Etwas tun statt nur zu meckern: Anwohner gestalten in Quartiersräten ihr Umfeld
„Für mich war es ein bisschen wie die Rückkehr zu den eigenen Wurzeln“, sagt Bettina Winkelmann schmunzelnd. Die „Urberlinerin“ lebt seit sechs Jahren im Lettekiez und engagiert sich seit einigen Monaten im dortigen Quartiersrat.

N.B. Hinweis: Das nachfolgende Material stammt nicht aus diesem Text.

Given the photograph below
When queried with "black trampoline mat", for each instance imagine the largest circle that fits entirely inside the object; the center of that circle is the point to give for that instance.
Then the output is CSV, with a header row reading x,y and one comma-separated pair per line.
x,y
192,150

„Aufgewachsen bin ich in der Reinickendorfer Sommerstraße“, erzählt sie. Dann habe sie 45 Jahre in Augsburg verbracht, dort eine Familie gegründet und als Reisebegleiterin gearbeitet. „ Durch meinen Beruf habe ich den Kontakt zu Berlin nie verloren – und nach meiner Rückkehr bot das Quartiersmanagement einen willkommenen Anknüpfungspunkt an das soziale Leben direkt vor der eigenen Haustür.“
Etwas tun statt nur zu meckern – dieser Trend zeugt von einer neuen Beteiligungskultur in den Kiezen der Hauptstadt. So wie Bettina Winkelmann bringen sich inzwischen über 1000 Berliner in den Quartiersräten der 34 Quartiersmanagementgebiete ein. Die Mitglieder in den Quartiersräten werden von den Anwohnern gewählt. Diese Form der Mitgestaltung des eigenen Umfelds startete 1999 als Bund-Länder-Städte-Förderprogramm. Heute ist die Spannbreite an Projekten in den Quartieren sehr groß, sie reicht von Elterncafés und Angeboten zur Sprachförderung bis hin zu Praktikumsbörsen und konkreter Wohnumfeldgestaltung.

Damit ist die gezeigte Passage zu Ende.